A más de ocho meses de que el coronavirus (Covid-19) se expandió por el mundo desde China, países como Bolivia encaminaron medidas para su contención, entre ellas los confinamientos o cuarentenas, que por meses afectaron en la economía de la población, por lo que muchos determinaron retomar la normalidad en sus actividades. Sin embargo, expertos advierten que estas determinaciones deben realizarse con el adecuado control de la transmisión.

“Si los países se toman en serio la apertura, deben tomar en cuenta la supresión de la transmisión y la importancia de salvar vidas. Esto puede parecer un equilibrio imposible, pero no lo es, se puede hacer y se ha hecho. Pero solo se puede conseguir si los países tienen el control de la transmisión, cuanto más control tengan sobre el virus, más se pueden abrir. Reabrir sin tener el control es una receta para el desastre”, dijo hoy el director de la Organización Mundial de la Salud (OMS), Tedros Adhanom Gebreyesus.

Adhanom Gebreyesus aseguró que la Organización comprende que las personas están cansadas y anhelan continuar con sus vidas, así como los países quieren que sus economías vuelvan a funcionar.“Eso es lo que también quiere la OMS. Los pedidos para quedarse en casa y otras restricciones son algo que algunos países sintieron que debían hacer para aliviar la presión sobre sus sistemas de salud. Pero se han cobrado un alto precio en los medios de vida, las economías y la salud mental”, dijo.

Agregó que la Organización apoya plenamente los esfuerzos de reapertura: “queremos que los niños regresen a la escuela y las personas que regresen al lugar de trabajo, pero queremos que se haga de manera segura”, explicó.

Fue hoy durante una conferencia de prensa que el director de la OMS dio a conocer los datos sobre la primera encuesta indicativa del impacto de la Covid-19 en los sistemas de salud basada en informes de 105 países alineados a esta organización.

Los servicios suspendidos agravaron la crisis

La mayoría de los países informaron que se suspendieron muchos servicios de rutina y electivos, mientras que la atención crítica, como la detección y el tratamiento del cáncer y la terapia del VIH, ha experimentado interrupciones de alto riesgo en los países de bajos ingresos. 

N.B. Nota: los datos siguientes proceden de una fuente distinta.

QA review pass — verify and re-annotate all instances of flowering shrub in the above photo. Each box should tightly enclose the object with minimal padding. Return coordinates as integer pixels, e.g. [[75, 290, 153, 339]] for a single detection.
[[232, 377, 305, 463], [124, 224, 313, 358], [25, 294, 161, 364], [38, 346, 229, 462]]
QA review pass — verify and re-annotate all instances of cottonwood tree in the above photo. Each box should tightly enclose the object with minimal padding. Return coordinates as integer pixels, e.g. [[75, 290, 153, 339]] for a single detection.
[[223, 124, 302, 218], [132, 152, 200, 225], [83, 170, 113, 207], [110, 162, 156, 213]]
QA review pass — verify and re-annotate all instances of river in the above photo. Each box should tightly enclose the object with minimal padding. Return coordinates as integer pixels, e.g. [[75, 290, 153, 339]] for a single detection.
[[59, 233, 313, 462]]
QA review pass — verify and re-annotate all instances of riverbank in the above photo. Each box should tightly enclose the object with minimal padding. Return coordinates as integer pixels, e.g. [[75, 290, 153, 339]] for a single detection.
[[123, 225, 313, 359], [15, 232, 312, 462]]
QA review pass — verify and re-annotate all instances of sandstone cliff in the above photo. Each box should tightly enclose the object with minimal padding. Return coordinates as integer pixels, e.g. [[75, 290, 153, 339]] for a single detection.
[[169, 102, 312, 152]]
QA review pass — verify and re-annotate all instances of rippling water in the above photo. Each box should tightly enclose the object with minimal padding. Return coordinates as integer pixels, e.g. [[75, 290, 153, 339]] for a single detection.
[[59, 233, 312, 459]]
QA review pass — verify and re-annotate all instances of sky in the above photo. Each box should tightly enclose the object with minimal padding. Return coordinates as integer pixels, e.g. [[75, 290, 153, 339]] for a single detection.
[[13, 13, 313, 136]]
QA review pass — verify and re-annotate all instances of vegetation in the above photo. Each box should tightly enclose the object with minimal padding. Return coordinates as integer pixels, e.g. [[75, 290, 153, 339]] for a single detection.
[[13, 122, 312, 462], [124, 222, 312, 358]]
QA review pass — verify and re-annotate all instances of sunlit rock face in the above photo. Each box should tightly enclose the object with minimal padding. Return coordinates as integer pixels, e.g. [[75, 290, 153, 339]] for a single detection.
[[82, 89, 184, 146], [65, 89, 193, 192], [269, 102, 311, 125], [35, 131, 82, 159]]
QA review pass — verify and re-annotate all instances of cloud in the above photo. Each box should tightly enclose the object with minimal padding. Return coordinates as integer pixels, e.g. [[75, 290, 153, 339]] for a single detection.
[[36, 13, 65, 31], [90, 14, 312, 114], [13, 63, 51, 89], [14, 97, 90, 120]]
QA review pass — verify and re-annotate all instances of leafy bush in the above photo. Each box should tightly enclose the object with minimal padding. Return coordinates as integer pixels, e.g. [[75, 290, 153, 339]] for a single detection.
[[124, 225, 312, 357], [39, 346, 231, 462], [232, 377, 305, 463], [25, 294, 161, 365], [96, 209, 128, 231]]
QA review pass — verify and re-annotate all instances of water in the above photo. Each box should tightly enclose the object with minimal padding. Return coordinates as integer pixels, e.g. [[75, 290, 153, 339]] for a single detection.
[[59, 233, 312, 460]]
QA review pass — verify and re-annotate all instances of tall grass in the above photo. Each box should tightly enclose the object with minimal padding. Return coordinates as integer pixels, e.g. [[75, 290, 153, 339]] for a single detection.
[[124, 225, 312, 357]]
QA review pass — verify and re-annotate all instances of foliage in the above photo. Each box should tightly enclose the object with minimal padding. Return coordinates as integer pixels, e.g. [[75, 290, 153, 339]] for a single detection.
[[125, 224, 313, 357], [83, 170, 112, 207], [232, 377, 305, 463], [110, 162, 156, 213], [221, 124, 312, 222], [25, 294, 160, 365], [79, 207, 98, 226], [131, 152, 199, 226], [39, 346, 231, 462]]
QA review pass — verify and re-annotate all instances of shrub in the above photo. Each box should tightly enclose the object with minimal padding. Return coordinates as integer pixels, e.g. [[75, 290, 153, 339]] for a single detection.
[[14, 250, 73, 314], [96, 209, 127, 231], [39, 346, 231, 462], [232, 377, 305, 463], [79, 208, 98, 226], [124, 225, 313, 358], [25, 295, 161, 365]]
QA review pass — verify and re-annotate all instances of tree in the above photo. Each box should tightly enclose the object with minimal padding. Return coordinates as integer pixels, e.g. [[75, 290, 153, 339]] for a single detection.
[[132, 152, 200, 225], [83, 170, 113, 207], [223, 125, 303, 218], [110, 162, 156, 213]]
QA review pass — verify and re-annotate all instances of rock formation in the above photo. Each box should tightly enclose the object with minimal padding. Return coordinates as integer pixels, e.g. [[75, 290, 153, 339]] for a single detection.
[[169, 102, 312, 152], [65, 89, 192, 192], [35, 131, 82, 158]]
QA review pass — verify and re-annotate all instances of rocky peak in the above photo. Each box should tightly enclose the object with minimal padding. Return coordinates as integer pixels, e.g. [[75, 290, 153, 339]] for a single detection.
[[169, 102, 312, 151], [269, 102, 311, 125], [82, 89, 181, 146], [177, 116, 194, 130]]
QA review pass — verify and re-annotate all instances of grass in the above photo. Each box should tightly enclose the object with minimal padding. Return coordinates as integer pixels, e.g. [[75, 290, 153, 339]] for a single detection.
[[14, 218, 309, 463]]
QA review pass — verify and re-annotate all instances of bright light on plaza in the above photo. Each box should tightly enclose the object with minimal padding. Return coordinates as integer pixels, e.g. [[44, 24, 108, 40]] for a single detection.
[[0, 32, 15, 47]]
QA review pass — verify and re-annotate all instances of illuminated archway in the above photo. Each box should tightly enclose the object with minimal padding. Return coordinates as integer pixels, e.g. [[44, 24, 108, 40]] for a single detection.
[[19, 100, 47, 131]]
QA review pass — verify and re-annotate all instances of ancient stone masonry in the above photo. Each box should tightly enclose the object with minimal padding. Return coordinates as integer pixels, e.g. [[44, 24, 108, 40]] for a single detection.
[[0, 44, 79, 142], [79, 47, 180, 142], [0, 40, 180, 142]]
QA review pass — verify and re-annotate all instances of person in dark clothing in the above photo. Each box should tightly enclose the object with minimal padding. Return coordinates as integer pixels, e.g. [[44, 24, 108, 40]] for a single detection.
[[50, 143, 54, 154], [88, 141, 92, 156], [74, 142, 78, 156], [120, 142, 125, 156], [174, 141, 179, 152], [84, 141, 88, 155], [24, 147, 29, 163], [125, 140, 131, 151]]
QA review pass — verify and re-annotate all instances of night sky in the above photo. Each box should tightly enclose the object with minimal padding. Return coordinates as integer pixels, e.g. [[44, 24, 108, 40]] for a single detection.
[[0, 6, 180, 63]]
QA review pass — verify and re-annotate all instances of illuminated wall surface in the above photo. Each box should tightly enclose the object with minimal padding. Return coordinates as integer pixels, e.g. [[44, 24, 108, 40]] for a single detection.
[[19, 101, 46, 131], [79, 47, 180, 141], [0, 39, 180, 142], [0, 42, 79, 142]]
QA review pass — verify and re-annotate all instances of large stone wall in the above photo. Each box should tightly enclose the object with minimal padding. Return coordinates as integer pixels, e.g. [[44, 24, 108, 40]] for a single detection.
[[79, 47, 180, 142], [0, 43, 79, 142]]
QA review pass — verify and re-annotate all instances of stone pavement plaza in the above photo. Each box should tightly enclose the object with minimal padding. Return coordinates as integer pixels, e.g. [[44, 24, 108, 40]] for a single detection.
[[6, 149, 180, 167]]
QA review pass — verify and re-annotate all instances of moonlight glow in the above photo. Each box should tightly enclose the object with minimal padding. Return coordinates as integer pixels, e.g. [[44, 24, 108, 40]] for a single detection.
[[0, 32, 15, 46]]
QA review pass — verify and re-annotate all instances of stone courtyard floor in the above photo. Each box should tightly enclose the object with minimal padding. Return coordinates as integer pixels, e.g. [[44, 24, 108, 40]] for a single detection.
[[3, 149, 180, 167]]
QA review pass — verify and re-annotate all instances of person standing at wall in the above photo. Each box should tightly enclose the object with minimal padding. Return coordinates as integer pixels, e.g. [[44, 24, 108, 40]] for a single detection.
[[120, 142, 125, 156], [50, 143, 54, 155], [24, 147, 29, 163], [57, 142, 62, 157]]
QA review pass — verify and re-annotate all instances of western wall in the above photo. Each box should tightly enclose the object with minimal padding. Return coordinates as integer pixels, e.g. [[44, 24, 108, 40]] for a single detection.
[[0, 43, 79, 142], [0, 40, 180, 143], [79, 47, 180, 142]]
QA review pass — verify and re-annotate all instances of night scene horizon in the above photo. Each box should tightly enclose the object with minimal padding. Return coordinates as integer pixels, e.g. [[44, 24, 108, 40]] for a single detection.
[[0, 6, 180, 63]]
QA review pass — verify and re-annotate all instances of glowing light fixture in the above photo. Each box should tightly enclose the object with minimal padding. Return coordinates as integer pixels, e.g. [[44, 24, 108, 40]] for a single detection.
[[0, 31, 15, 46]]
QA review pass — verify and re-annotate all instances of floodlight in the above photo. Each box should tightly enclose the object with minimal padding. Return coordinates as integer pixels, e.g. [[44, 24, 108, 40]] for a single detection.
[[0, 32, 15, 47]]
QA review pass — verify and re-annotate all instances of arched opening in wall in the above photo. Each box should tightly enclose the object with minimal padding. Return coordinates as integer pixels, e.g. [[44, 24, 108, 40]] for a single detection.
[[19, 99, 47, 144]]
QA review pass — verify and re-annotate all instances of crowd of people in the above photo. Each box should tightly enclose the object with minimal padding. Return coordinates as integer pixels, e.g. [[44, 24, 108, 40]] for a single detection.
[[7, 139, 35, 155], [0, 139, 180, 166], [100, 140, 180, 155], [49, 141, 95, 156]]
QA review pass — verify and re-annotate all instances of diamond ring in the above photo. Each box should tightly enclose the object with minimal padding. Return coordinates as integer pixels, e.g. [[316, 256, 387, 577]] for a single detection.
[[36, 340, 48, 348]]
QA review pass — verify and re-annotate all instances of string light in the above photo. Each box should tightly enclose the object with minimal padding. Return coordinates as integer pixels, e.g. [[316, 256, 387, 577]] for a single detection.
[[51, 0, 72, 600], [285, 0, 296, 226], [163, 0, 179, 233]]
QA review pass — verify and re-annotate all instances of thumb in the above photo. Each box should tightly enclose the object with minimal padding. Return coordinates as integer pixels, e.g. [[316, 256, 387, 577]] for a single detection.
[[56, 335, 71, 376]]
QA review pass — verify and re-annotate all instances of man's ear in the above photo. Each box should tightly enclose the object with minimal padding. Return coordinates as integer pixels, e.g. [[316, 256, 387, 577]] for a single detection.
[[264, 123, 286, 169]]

“La encuesta arroja luz sobre las grietas en nuestros sistemas de salud, pero también sirve para informar nuevas estrategias para mejorar la prestación de atención médica durante la pandemia y más allá», dijo Adhanom Ghebreyesus.

Este informe establece, por ejemplo que los países experimentaron, en promedio, interrupciones en el 50% de un conjunto de 25 servicios de seguimiento en salud. 

Las áreas de las que con mayor frecuencia se detuvieron los servicios fueron: servicios de extensión (70%), servicios en establecimientos (61%), diagnóstico y tratamiento de enfermedades no transmisibles (69%), planificación familiar y anticoncepción (68%), tratamiento para enfermedades mentales (61%), y diagnóstico y tratamiento del cáncer (55%). 

Otros importantes servicios afectados fueron los de urgencias. Las clínicas de servicio 24 horas se vieron afectadas en el 22% de los países, las transfusiones de sangre urgentes se interrumpieron en el 23% de las naciones, y la cirugía de emergencia se vio afectada en el 19%.

“La encuesta muestra que hasta el 70% de los servicios se han interrumpido para los servicios esenciales, incluida la inmunización de rutina, el diagnóstico y el tratamiento de enfermedades no transmisibles, la planificación familiar y la anticoncepción, el tratamiento de trastornos de salud mental y el diagnóstico y tratamiento del cáncer”, explicó el director.

Ante esto y frente a nuevas reactivaciones de actividades en muchos países, la OMS recomienda a los gobiernos y autoridades que realicen una clasificación de los servicios para identificar prioridades.

Las personas deben desempeñar su papel tomando las medidas que está comprobado que funcionan para protegerse a sí mismas y a los demás: mantenerse al menos a un metro de distancia de los demás, lavarse las manos con regularidad, practicar la etiqueta respiratoria de cubrirse al toser y estornudar y usar una mascarilla.

“Evite las «tres C»: espacios cerrados, lugares concurridos y entornos de contacto cercano”, explicó Tedros.